Theseus, a Static Windows Emulator

(neugierig.org)

92 points | by zdw 2 days ago

6 comments

  • da-x 38 minutes ago
    The issue with static recompilation are edge cases such as self modifying code, or code copying a variations of itself to be executed on the stack, jump tables of structure that cannot be inferred from analysis without solving for the halting problem and all sorts of other tricks that necessitate the use of a JIT eventually. I wrote a static recompiler for Win32 in 2012 for fun, and I've seen old 1990's programs do these things.
  • jcranmer 7 hours ago
    So I've definitely played around with a lot of these ideas, because the thing that I'm trying to emulate/port/reverse engineer is a 16-bit Windows application, which coincidentally means that a lot of the existing infrastructure just keels over and dies in supporting it.

    I originally started the emulation route, but gave that up when I realized just how annoying it was to emulate the libc startup routine that invoked WinMain, and from poking around at the disassembly, I really didn't need to actually support anything before WinMain. And then poking further, I realized that if I patched the calls to libc, I only had to emulate a call to malloc at the, well, malloc level, as opposed to implementing the DOS interrupt that's equivalent to sbrk. (And a side advantage to working with Win16 code is that, since every inter-segment call requires a relocation, you can very easily find all the calls to all libc methods, even if the disassembler is still struggling with all of the jump tables.)
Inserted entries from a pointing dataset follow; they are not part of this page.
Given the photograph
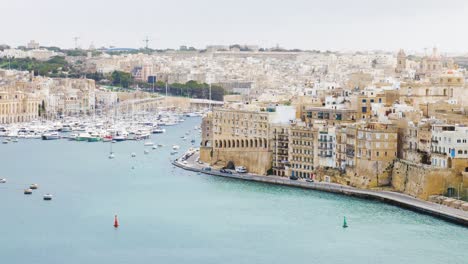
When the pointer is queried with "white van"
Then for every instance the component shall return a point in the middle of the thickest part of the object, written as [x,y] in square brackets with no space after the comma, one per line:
[241,169]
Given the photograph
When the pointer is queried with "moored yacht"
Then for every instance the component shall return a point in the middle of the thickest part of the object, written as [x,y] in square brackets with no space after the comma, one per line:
[50,135]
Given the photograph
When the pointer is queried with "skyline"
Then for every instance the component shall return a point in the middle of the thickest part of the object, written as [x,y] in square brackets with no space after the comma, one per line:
[308,25]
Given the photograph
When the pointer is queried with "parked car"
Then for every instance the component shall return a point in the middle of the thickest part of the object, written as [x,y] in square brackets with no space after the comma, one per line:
[241,169]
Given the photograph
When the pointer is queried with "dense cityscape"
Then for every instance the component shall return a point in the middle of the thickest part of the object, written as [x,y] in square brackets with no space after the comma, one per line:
[234,132]
[370,120]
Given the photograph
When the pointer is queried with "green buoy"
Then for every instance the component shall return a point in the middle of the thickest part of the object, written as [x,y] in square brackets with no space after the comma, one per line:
[345,225]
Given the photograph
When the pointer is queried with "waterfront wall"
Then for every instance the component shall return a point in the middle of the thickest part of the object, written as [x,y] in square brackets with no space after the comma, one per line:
[404,201]
[421,181]
[369,174]
[256,161]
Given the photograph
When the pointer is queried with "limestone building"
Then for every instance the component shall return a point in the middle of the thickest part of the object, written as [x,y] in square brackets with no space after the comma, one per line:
[16,106]
[301,150]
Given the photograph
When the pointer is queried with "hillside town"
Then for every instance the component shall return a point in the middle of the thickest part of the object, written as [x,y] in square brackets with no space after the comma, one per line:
[375,120]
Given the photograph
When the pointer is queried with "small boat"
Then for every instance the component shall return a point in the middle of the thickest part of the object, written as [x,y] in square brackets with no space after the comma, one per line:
[120,138]
[158,130]
[50,136]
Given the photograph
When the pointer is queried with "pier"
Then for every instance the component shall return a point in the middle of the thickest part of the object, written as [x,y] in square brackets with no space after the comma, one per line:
[402,200]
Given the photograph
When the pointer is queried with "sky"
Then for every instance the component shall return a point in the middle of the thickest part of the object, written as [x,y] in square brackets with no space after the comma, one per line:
[305,24]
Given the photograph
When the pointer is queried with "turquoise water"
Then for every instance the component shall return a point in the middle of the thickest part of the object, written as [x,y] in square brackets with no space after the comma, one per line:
[168,215]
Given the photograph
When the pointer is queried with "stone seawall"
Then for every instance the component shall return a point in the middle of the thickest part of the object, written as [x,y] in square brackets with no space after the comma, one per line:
[398,199]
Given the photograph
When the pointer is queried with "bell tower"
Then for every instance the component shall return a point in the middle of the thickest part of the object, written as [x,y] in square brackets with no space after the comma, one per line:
[401,61]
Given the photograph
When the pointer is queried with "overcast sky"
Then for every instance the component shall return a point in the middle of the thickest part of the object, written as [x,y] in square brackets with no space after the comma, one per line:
[305,24]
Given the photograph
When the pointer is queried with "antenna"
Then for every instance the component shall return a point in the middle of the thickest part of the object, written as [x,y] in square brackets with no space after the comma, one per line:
[146,40]
[76,41]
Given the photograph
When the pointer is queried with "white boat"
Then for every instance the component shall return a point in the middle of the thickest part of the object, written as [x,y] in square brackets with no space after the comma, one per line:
[50,136]
[158,130]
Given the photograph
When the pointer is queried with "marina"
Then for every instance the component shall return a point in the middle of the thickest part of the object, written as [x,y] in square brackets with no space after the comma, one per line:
[162,208]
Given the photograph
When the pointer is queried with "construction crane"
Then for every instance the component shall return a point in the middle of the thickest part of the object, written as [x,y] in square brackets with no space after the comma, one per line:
[146,40]
[76,42]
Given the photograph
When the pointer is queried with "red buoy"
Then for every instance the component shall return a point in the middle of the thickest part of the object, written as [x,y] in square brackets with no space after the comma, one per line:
[116,221]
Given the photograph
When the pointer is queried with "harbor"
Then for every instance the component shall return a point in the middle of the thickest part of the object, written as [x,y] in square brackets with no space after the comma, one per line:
[398,199]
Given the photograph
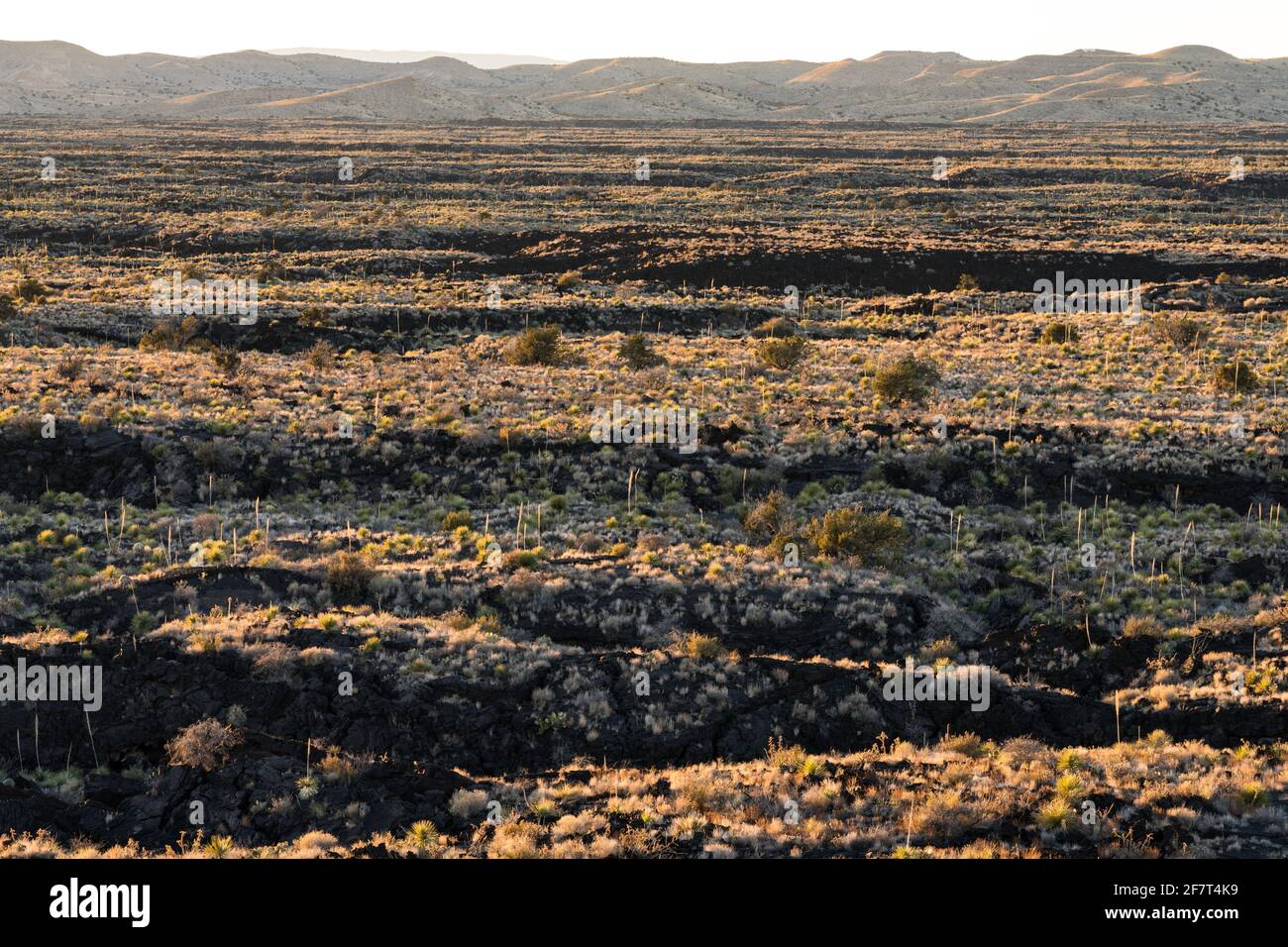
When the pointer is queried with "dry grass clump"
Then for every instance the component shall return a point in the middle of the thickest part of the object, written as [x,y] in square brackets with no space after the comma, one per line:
[639,355]
[204,745]
[1059,334]
[541,346]
[782,354]
[349,575]
[906,379]
[1235,377]
[867,539]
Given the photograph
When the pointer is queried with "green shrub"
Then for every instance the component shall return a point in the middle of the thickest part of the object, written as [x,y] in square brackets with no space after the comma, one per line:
[227,360]
[703,647]
[906,379]
[782,354]
[870,539]
[777,328]
[458,518]
[30,290]
[1059,334]
[1235,376]
[639,355]
[771,518]
[320,356]
[1179,330]
[170,337]
[541,346]
[349,575]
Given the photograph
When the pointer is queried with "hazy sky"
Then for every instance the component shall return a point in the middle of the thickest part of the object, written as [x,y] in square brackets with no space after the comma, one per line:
[692,30]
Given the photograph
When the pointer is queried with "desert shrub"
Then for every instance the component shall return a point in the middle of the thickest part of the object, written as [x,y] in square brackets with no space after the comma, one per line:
[1179,330]
[1056,814]
[906,377]
[771,518]
[1142,626]
[456,518]
[314,317]
[1059,334]
[541,346]
[703,647]
[520,560]
[1235,376]
[349,575]
[777,328]
[227,360]
[30,290]
[71,365]
[778,753]
[273,269]
[870,539]
[423,835]
[320,356]
[215,455]
[168,335]
[782,354]
[205,745]
[639,355]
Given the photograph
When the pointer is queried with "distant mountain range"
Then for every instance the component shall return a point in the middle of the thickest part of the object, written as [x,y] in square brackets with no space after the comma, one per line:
[484,60]
[1183,84]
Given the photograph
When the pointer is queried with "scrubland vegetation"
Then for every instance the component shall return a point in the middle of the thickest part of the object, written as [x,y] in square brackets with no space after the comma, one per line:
[364,585]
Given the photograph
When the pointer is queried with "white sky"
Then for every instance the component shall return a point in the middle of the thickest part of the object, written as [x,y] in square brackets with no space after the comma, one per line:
[690,30]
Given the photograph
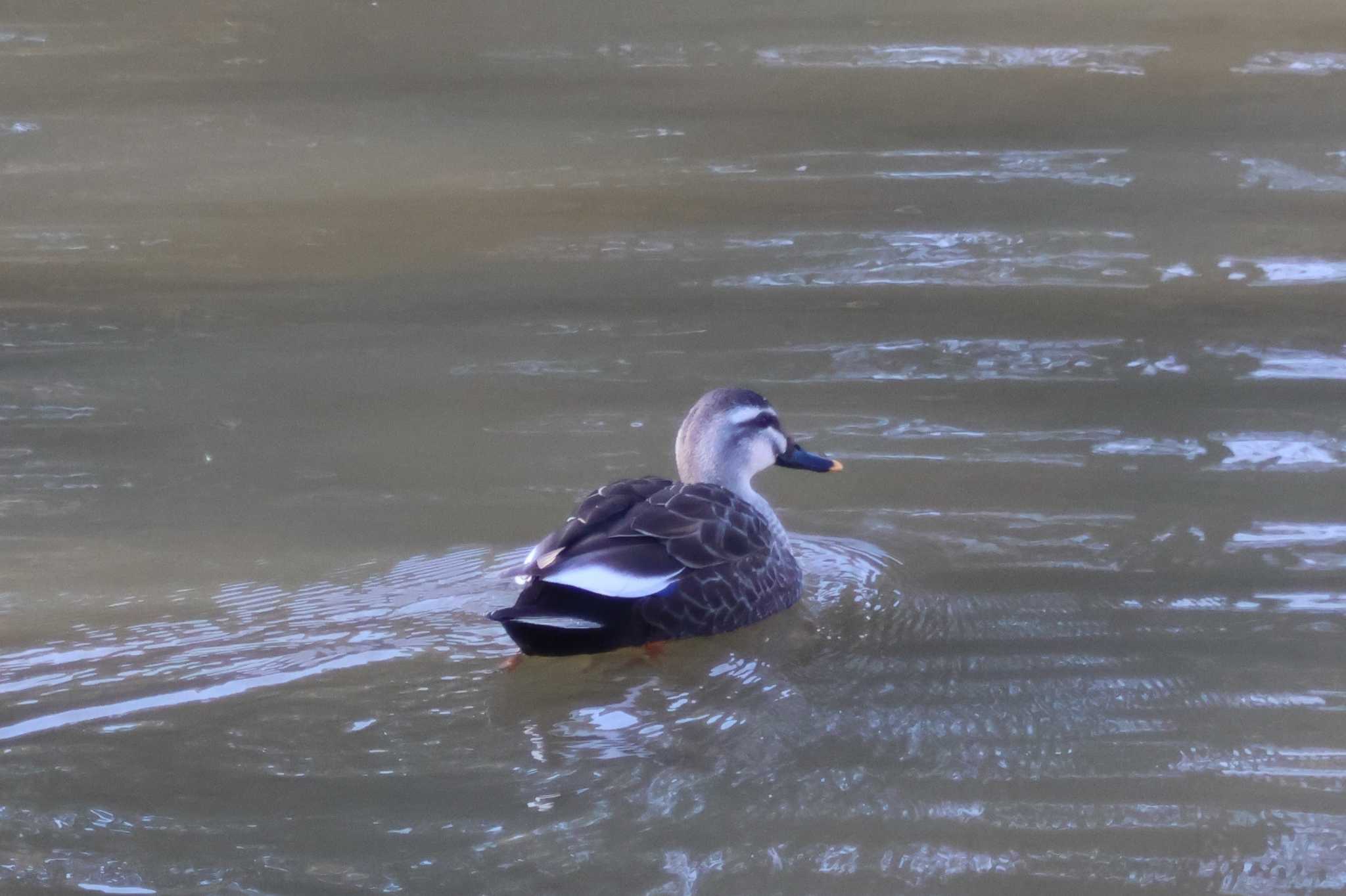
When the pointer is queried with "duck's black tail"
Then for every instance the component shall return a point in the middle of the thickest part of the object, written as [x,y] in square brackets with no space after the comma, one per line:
[559,621]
    After realizing that the syscalls to modify the LDT still exist and work on Linux (they don't on Windows), I switched from trying to write my own 386 emulator to actually just natively executing all the code in 16-bit mode in 64-bit mode and relying on the existing relocation methods to insert the thunking between 16-bit and 64-bit code [1]. The side advantage was that this also made it very easy to just call individual methods given their address rather than emulating from the beginning of main, which also lets me inspect what those methods are doing a lot better.

    Decompilation I've tried to throw in the mix a couple of times, but... 16-bit code really just screws with everything. Modern compilers don't have the ontology to really support it. Doing my own decompilation to LLVM IR runs into the issue that LLVM isn't good at optimizing all of the implemented-via-bitslicing logic, and I still have to write all of the patterns manually just to simplify the code for "x[i]" where x is a huge pointer. And because it's hard to reinsert recompiled decompiled code into the binary (as tools don't speak Win16 file formats anymore), it's difficult to verify that any decompilation is correct.

    [1] The thunking works by running 16-bit code in one thread and 64-bit code in another thread and using hand-rolled spinlocks to wait for responses to calls. It's a lot easier than trying to make sure that all the registers and the stack are in the appropriate state.

    • evmar 6 hours ago
      [post author] I went down some similar paths in retrowin32, though 32-bit x86 is likely easier.

      I was also surprised by how much goop there is between startup and main. In retrowin32 I just implemented it all, though I wonder how much I could get away with not running it in the Theseus replace-some-parts model.

      I mostly relied on my own x86 emulator, but I also implemented the thunking between 64-bit and 32-bit mode just to see how it was. It definitely was some asm but once I wrapped my head around it it wasn't so bad, check out the 'trans64' and 'trans32' snippets in https://github.com/evmar/retrowin32/blob/ffd8665795ae6c6bdd7... for I believe all of it. One reframing that helped me (after a few false starts) was to put as much code as possible in my high-level language and just use asm to bridge to it.

      • jcranmer 1 hour ago
        Yeah, 32-bit x86 is somewhat easier because everything's in the same flat address space, and you at least have a system-wide code32 gdt entry that means you can ignore futzing around with the ldt. 16-bit means you get to deal with segmented memory, and the cherry on top is that gdb just stops being useful since it doesn't know anything about segmented memory (I don't think Linux even makes it possible to query the LDT of another process, even with ptrace, to be fair).

        As for trying to ignore before main... well, the main benefit for me was being able to avoid emulating DOS interrupts entirely, between skipping the calls to set up various global variables, stubbing out some of the libc implementations, and manually marking in the emulator that code page X was 32-bit (something else that sends tools in a tizzy, a function switching from 16-bit to 32-bit mid-assembly code).

        16-bit is weird and kinda fun to work with at times... but there's also a reason that progress on this is incredibly slow for me.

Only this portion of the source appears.